St. Catherine of Siena was canonized by Pope Pius II in 1461, and named Patron Saint of Italy on May 5, 1940 by Pope Pius XII. She was given the title of Doctor of the Church in 1970 by Pope Paul VI. She is simultaneously the Patron Saint of Siena, the Patron Saint of Italy, and the Patron Saint of Europe, as proclaimed by St. John Paul II in October 1999. Today, the body of St. Catherine is in a tomb in the Basilica di Santa Maria sopra Minerva in Rome, and her head is enshrined, incorrupt, in San Domenico Church in Siena, Italy.
St.
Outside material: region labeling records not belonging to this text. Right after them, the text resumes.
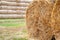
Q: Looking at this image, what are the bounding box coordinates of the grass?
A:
[0,19,25,27]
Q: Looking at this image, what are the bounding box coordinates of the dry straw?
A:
[26,0,60,40]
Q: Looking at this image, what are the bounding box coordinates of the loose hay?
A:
[26,0,60,40]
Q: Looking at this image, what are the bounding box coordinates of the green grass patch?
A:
[0,19,25,27]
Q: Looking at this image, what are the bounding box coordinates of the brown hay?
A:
[26,0,60,40]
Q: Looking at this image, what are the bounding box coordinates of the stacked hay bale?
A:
[26,0,60,40]
[0,0,31,18]
[52,0,60,40]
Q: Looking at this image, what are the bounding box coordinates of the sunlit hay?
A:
[52,0,60,40]
[26,0,54,40]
Catherine of Siena is one of only four female “Doctors” of the Roman Catholic Church (St. Teresa of Avila, St. Therese of Lisieux, and St. Hildegard of Bingen are the other three). She is known as the Doctor of Unity for bringing about the union of the Papacy and returning it to Rome after nearly a century in France. St. Catherine dictated, under the inspiration of the Holy Spirit, four treatises called “The Dialogues.” She also wrote nearly four hundred letters and a series of prayers.
St. Catherine’s love of Jesus and witness to the feminine genius inspired her as the patron Saint of Saint Catherine of Siena Academy.
St. Catherine of Siena, PRAY FOR US!